The Berlin Philharmonic threw a Y2K party and invited Mahler, Stravinsky, and a guy who played a Nazi in an Oscar winner.
The annual New Year’s Eve Concert is one of the highlights in the calendar of every classical music fan in Berlin and beyond. On New Year‘s Eve, the Berliner Philharmoniker invite an exceptional soloist for a festive gala. Together, the musicians bid farewell to the old year and welcome the new. The 1999 concert was conducted by Claudio Abbado and featured Klaus Maria Brandauer, Rias Kammerchor, and Rundfunkchor Berlin. On the programme: Ludwig van Beethoven: Symphony No. 7 in A major, op. 92, Allegro con brio, Antonín Dvořák: Symphony No. 8 in G major, op. 88, Allegro ma non troppo, Gustav Mahler: Symphony No. 5, Rondo, Finale, Igor Stravinsky: Firebird (parts), Maurice Ravel: Daphnis et Chloé, Danse générale, Sergei Prokofiev: Alexander Nevsky, op. 78, Alexander's entry into Pskov, Arnold Schönberg: Gurre-Lieder (Excerpts), Paul Lincke: Folies Bergères, March, Paul Lincke: Brandbrief-Galopp, Otto Nicolai: The Merry Wives Of Windsor Overture, Walter Kollo: Solang noch unter'n Linden.
Direction
Abbado's physical, almost dance-like conducting.
Score
Mahler 5's Adagietto to ring in Y2K—coping mechanism.
Production
The Philharmonic's acoustic cathedral, captured.

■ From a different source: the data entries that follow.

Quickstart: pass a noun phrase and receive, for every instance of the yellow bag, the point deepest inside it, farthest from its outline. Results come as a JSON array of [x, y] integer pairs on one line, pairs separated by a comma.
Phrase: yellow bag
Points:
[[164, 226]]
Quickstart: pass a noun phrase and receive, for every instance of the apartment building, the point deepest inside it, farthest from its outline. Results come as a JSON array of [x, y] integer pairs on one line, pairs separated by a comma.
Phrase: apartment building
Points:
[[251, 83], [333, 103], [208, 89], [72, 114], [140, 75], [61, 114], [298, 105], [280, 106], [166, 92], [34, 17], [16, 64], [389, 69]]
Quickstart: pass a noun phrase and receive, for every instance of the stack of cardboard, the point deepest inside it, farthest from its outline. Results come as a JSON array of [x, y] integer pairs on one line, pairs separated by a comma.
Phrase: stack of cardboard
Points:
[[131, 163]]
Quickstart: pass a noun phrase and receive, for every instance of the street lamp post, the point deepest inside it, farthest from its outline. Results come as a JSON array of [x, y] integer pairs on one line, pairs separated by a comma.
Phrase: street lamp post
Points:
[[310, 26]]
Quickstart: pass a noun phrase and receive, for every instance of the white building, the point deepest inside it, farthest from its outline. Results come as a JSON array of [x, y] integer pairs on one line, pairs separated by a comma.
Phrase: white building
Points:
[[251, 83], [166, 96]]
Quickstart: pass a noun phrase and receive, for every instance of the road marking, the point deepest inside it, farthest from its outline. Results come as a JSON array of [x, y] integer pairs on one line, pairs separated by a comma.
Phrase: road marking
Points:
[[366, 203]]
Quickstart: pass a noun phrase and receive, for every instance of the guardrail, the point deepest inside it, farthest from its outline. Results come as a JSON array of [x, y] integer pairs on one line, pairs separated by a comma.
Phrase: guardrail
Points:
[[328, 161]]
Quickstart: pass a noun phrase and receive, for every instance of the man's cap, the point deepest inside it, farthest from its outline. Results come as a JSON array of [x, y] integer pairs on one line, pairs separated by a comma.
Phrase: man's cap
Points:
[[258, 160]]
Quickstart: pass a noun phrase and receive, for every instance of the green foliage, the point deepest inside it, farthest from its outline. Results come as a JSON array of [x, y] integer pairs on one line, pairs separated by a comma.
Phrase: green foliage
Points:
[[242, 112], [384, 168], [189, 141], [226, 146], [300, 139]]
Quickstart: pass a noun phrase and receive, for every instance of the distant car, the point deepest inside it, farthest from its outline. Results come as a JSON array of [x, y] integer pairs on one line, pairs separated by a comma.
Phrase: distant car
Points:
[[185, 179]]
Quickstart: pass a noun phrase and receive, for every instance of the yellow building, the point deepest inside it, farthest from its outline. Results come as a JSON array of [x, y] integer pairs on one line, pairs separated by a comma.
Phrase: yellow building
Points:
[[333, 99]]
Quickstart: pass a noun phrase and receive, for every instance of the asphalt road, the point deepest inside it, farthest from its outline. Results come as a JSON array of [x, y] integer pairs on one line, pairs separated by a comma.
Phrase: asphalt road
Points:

Trivia, insights & behind the scenes
This was Abbado's final New Year's Eve concert as chief conductor; he resigned months later due to health. The unspoken farewell hangs over every bar.
Brandauer had just played Hitler in 'The Music Box' and a Stalinist in 'Mephisto'—casting him to narrate German Romanticism at the millennium was... a choice.